“Cleft beliefs and surgeries—Then and now,” a Guest blog by journalist Jenni Perez
Karl Schonborn, the author of “Cleft Heart Chasing Normal,” is not the only person to social stigma due to a cleft. This is because cleft lips are fairly common birth defects, affecting more than 1 in 600 children worldwide (National Institute of Dental and Craniofacial Research).
The first documented cleft lip surgery was in China around 390 BC on 18 year old Wey Young-Chi, who would later become a soldier. The history of the cleft lip is based on a combination of religion, superstition and charlatanism, according to the Indian Journal of Plastic Surgery. Spartans and Romans would kill these children as they were considered to harbor evil spirits. Today in developing countries such as Uganda, a child who is born with a cleft lip or palate is named ‘Ajok’ which means ‘Cursed by God,” according to Smile Train.
Cleft Lip Causes
The reason many cultures harbored superstitions about children with clefts is because they were unsure of what caused it. Today, doctors believe that clefts can be caused by “anything that might disrupt the normal processes of the womb in the mother between the fourth and 12thweeks of pregnancy, when the face and the palate are being formed,” says Dr. Ruben Ayala MD, Senior Vice President of Medical Affairs for Operation Smile. This can include things such as chewing tobacco, smoking, drinking alcohol or exposure to pesticides and pharmaceuticals the mother is taking. Clefts can also be caused by genetics. A mother or father can pass on genes causing clefting as either an isolated effect or as part of a syndrome that includes clefting as part of one of its signs.
Cleft Lip Surgeries that Change Lives
Around the 19th century, knowledge about surgical correction advanced and gave parents and children with clefts hope of a normal life.
“Cleft surgery has evolved dramatically,” states Ayala, who oversees core surgical medical missions and trains medical professionals in developing countries, “The surgery today gives [a child] the ability to have their defect fixed really quickly [in a process that takes 45-60 minutes] and go on to live their life.”

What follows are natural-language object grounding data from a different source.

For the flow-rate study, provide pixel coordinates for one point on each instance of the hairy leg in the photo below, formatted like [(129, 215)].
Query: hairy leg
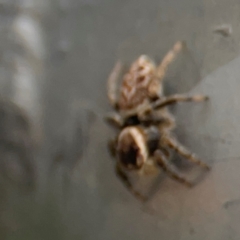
[(169, 168), (168, 59), (112, 84), (115, 120), (165, 101)]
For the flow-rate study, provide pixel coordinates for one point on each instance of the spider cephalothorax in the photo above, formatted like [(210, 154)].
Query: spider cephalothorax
[(138, 83), (144, 123)]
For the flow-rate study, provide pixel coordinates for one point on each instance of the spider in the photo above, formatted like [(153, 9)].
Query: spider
[(143, 120)]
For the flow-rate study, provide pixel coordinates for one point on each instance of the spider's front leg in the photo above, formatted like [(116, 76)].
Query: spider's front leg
[(165, 101), (164, 163), (168, 59), (114, 119), (112, 85)]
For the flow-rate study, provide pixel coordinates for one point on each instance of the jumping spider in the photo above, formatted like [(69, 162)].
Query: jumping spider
[(144, 123)]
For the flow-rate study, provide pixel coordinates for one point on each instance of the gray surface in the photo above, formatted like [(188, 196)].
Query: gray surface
[(83, 41)]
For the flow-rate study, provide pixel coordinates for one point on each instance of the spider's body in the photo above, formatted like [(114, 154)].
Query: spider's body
[(145, 125)]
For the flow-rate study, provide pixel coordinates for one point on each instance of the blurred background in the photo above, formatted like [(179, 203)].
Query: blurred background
[(56, 177)]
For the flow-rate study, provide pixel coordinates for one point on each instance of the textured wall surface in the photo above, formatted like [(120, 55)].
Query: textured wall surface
[(55, 58)]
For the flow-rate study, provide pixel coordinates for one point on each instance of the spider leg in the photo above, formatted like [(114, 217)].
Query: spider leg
[(124, 178), (169, 58), (170, 168), (181, 150), (112, 147), (112, 84), (165, 101), (115, 120)]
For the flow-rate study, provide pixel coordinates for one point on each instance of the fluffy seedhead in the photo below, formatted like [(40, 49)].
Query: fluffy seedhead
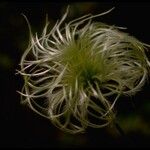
[(74, 74)]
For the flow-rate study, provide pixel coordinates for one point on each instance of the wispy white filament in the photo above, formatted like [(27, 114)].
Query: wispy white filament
[(75, 74)]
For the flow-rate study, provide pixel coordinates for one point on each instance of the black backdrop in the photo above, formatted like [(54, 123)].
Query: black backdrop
[(19, 126)]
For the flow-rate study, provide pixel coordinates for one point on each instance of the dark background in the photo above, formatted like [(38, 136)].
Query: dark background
[(19, 126)]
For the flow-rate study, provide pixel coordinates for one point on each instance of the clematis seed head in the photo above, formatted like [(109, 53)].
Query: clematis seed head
[(74, 74)]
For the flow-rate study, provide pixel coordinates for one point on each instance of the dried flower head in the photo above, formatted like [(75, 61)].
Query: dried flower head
[(75, 73)]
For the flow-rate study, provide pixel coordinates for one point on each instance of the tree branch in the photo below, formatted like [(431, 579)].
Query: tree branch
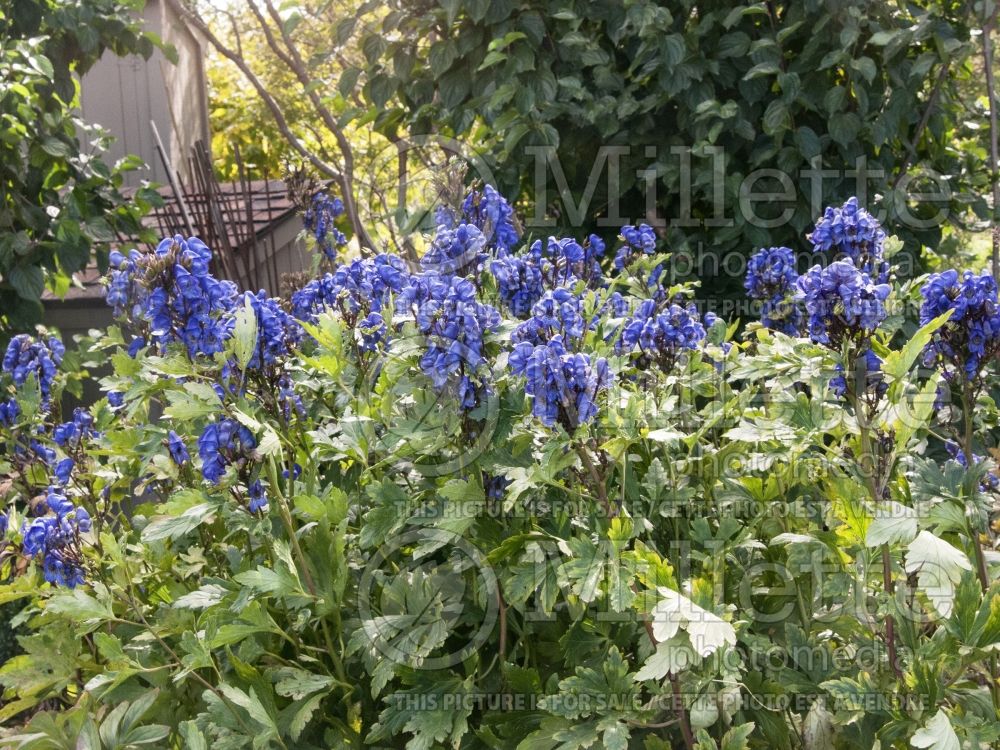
[(279, 116), (295, 62), (921, 126)]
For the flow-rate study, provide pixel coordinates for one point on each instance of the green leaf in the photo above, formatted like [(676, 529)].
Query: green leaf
[(936, 734), (174, 527), (938, 567), (762, 69), (896, 365), (866, 67), (777, 118), (893, 523), (737, 737), (245, 334), (844, 128), (27, 281)]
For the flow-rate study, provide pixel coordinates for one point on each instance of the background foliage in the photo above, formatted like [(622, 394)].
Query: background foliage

The repairing of the cleft is usually done on children of six to 18 months of age. “All the pieces of the puzzle are there, what surgeons try to do is to try and get them to match,” says Ayala.
Previous surgeries have resulted in children having abnormal, hyper-nasal speech due to improper positioning of the levatator veli palanti muscle (a muscle in the soft palate of the human body), according to the St. Louis Children’s Hospital. In 2012, Albert Woo MD, a Washington University physician and director of pediatric plastic surgery at St. Louis Children’s proposed a solution to this problem by developing a new surgical technique for cleft repair. Woo spent two years combining elements of different surgeries to come up with a solution that has reached an 88 percent success rate, as of 2012.
“My surgery involves first dissecting and moving back the muscle to its anatomic location,” Woo told the Doctor’s Digest, a publication of the St. Louis Children’s Hospital. “I then bring the muscle together by overlapping and tightening it as much as possible. The next step is to make a zigzag incision in the roof of the mouth, which lengthens the palate and helps fill the space at the back of the throat that was leaking air.”
Physicians Aid Clefts to achieve Normalcy.
Doctors such as Ayala and Woo routinely follow up with their patients after surgeries to make sure they are recovering adequately.
“Children with clefts should not live a life of misery or hidden in shame,” said Ayala. “They have a right to live life just like you and me. This [will happen] not only because of surgeons, but it will happen if all of society and members of our communities understand the hardships [that children with clefts] go through.”
By educating people about cleft lip causes and surgeries, society will become more understanding of the condition and therefore more accepting of cleft afflicted individuals. Also, by learning about the history of cleft lipped persons like Schonborn, those living with clefts today will understand they are not alone. They will be able to look at how others before them faced their battles with health and society and apply those lessons to their own quest for normalcy.